At the same time, scrap market participants report that business conditions improved significantly in December and January amid rising prices and healthier demand from the manufacturing sector. But the economic, manufacturing, and commodity market rebound has started to show signs of weakness and scrap recyclers in particular are facing a range of challenges including difficulties hiring and retaining employees, transportation and logistical bottlenecks, and potentially higher regulatory costs and trade restrictions.

For nickel and stainless steel market participants, these contrasting challenges and opportunities are contributing to an increasingly unpredictable outlook this year.    

Pent-up demand

According to the latest figures from the International Stainless Steel Forum, global stainless steel melt shop production bounced back 17.5% in the third quarter of 2020 as compared to the preceding quarter to more than 13.5 million tonnes.
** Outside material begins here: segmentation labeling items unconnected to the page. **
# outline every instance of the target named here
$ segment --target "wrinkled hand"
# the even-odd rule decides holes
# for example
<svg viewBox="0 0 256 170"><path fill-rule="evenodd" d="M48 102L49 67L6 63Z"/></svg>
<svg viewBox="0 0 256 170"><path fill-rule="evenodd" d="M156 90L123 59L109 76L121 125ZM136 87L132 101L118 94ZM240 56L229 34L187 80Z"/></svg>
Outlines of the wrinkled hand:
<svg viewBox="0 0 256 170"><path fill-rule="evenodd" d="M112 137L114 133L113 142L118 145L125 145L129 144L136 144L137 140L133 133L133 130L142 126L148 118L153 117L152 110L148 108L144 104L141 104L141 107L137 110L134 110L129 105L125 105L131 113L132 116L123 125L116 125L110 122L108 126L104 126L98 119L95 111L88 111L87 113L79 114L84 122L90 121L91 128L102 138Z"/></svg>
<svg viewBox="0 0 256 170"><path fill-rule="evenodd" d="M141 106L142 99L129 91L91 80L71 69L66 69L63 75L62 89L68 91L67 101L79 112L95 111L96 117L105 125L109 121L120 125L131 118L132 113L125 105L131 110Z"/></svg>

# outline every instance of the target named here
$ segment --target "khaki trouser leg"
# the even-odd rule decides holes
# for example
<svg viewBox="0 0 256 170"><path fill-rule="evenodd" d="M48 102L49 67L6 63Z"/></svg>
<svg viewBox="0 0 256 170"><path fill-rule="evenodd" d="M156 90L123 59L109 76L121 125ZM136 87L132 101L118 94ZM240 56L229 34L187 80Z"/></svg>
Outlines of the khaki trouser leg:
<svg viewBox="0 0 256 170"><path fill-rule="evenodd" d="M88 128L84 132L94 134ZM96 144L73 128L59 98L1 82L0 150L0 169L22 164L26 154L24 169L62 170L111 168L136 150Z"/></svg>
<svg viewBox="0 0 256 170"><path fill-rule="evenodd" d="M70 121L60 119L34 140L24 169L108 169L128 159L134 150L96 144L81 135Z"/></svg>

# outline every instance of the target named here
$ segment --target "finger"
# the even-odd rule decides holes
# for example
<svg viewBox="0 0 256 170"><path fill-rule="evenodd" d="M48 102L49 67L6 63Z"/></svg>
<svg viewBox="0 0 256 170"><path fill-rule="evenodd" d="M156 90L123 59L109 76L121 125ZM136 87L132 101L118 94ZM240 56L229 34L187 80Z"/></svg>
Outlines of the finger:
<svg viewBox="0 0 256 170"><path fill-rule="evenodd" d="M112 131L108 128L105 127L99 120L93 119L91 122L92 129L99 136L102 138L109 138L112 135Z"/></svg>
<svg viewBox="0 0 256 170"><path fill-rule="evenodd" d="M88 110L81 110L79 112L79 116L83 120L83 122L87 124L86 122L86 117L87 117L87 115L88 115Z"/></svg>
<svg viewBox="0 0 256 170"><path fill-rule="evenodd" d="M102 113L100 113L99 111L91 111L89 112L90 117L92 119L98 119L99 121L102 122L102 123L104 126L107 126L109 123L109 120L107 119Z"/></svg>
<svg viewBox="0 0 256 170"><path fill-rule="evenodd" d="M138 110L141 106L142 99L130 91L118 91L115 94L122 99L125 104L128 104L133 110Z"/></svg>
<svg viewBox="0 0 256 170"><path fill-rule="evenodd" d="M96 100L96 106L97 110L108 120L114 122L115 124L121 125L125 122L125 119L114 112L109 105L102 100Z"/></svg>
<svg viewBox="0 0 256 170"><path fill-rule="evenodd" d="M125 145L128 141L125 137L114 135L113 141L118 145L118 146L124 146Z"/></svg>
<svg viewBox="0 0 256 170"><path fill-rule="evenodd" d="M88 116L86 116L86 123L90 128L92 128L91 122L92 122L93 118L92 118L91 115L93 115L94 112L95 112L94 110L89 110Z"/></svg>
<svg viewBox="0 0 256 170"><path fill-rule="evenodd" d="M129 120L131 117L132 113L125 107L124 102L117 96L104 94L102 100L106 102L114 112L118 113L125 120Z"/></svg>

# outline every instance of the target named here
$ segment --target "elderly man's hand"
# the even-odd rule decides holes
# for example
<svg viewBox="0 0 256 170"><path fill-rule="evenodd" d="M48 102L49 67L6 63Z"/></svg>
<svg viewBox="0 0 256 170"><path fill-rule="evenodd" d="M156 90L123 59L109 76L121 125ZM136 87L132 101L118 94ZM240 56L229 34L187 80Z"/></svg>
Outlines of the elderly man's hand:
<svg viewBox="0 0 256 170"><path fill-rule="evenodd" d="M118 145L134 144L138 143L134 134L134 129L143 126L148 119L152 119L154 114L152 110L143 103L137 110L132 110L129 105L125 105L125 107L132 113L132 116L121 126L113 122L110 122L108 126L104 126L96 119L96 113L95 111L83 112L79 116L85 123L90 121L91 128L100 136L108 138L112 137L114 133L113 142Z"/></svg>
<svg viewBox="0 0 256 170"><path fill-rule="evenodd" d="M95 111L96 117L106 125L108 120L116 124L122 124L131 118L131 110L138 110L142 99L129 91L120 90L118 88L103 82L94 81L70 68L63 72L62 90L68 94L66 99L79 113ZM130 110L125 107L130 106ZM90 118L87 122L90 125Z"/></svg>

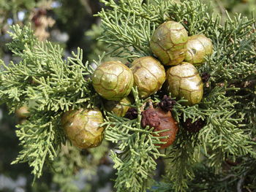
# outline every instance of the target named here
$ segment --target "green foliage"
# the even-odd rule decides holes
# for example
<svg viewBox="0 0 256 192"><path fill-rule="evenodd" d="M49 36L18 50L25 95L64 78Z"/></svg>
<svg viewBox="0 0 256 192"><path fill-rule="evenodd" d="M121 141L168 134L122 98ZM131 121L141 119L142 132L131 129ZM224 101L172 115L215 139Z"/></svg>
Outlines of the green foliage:
<svg viewBox="0 0 256 192"><path fill-rule="evenodd" d="M255 179L249 173L255 173L248 164L255 161L255 19L236 15L234 18L228 17L221 25L221 18L212 16L211 8L199 0L181 1L179 4L170 0L102 2L110 8L97 15L102 21L100 39L111 47L112 56L132 61L153 55L148 46L151 37L160 23L168 20L182 23L189 35L203 33L212 39L213 55L197 66L200 74L208 72L211 75L204 88L204 99L192 107L183 106L184 100L178 100L173 110L178 123L188 118L193 122L202 119L206 126L199 133L192 134L180 123L175 143L165 150L159 150L154 144L160 142L159 138L152 134L153 129L140 126L141 111L149 99L157 103L161 99L159 95L140 100L137 89L133 89L135 103L132 107L138 111L135 120L108 113L91 86L90 75L93 69L89 62L83 64L80 49L72 54L72 58L63 60L62 50L59 46L49 42L39 42L29 27L13 26L10 33L12 42L8 47L20 61L12 62L9 66L0 61L3 68L0 99L11 112L27 104L31 114L28 122L18 126L17 135L23 148L15 163L28 162L34 169L33 174L39 177L47 162L67 179L61 179L59 174L60 185L70 180L69 176L75 164L80 162L72 159L67 172L60 169L69 162L69 153L60 151L57 155L61 143L65 142L60 116L70 109L99 106L105 115L105 139L116 144L118 149L111 152L117 169L115 188L118 192L151 188L157 168L155 160L159 157L165 159L166 174L157 188L152 188L153 191L202 189L202 185L196 183L197 178L203 179L200 169L207 172L208 177L225 177L222 174L225 172L223 162L227 159L236 161L240 158L244 161L241 166L236 170L230 169L236 173L231 183L240 183L241 190L243 175L244 180L246 178L249 181L244 182L246 187L254 189ZM69 152L79 155L78 150ZM53 161L58 158L66 163ZM201 164L200 168L196 166L197 164ZM243 172L244 169L247 172ZM207 184L211 186L214 183L208 179ZM76 190L64 186L64 190ZM225 189L222 185L214 188L217 191Z"/></svg>
<svg viewBox="0 0 256 192"><path fill-rule="evenodd" d="M83 52L67 61L62 50L50 42L40 42L29 27L12 27L13 41L8 47L20 58L8 66L1 61L0 97L10 112L27 104L32 115L18 126L17 135L23 150L14 163L29 162L32 172L40 177L45 161L53 161L56 150L64 142L60 115L69 109L91 107L97 95L86 75L92 73L89 62L83 64Z"/></svg>
<svg viewBox="0 0 256 192"><path fill-rule="evenodd" d="M106 142L98 147L85 151L68 144L61 146L52 164L53 181L59 185L62 191L80 191L75 185L75 181L79 179L78 174L83 174L86 175L88 180L92 180L101 158L108 152L108 147ZM83 191L91 191L91 185L86 183L85 185Z"/></svg>
<svg viewBox="0 0 256 192"><path fill-rule="evenodd" d="M132 92L138 118L131 120L108 113L104 123L106 139L118 145L118 152L111 153L118 171L115 185L118 191L145 191L147 181L156 169L155 160L163 155L154 145L161 142L152 135L152 128L140 126L143 101L139 99L137 88L132 88Z"/></svg>
<svg viewBox="0 0 256 192"><path fill-rule="evenodd" d="M233 19L228 18L222 26L220 17L212 16L210 7L197 0L180 4L172 1L102 1L111 7L98 15L104 29L101 39L115 47L112 55L138 58L152 55L148 46L151 36L156 27L167 20L182 23L189 35L204 34L213 41L214 53L197 67L200 73L207 72L211 75L205 87L203 101L198 105L183 107L181 100L173 109L178 121L203 119L206 125L195 135L181 127L176 143L166 150L167 174L165 180L172 183L167 191L187 190L188 181L195 177L192 165L198 161L198 154L204 154L208 158L206 164L219 172L227 158L235 160L240 155L255 155L252 140L254 136L249 128L255 125L252 120L255 112L249 106L246 112L249 112L249 115L244 108L237 108L241 100L234 97L234 94L239 95L241 88L235 85L236 82L255 78L255 20L237 15ZM249 96L253 98L255 88L249 90ZM238 98L245 99L247 96L239 95ZM157 96L155 99L159 100ZM116 139L111 140L118 142ZM127 174L126 177L129 177ZM122 183L116 183L118 189L121 186Z"/></svg>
The rebound in stainless production in the third quarter was widespread, including quarter-on-quarter gains in China (+14%), the United States (+10.9%), Europe (+5.4%), and Asia excluding China and South Korea (+50.6%).

Even so, ISSF estimates global stainless melt shop production declined 7.8% during the first nine months of 2020 to 36.7 million tonnes as Covid-19 shutdowns weighed on production in the first half of the year.

The decline in stainless steel output in the second quarter of 2020 and the subsequent rebound were also reflected in major economic and manufacturing reports. In the US, for example, the Bureau of Economic Analysis reports real GDP plunged 31.4% in the second quarter followed by a record 33.4% increase in the third quarter – effectively restoring the previous position.

The months’ long shutdown in most of the developed economies in early 2020 resulted in a shortages of manufactured goods and raw materials, followed by considerable pent-up demand and rising prices as global supply chains were impacted.

According to IHS Markit’s latest Composite PMI report, ‘significant supply chain delays, raw material shortages and evidence of stockpiling at goods producers pushed input prices up in January. The rate of cost inflation was the fastest since April 2018, with firms raising output charges at the sharpest pace since July 2008 in an effort to partially pass on higher cost burdens to clients.’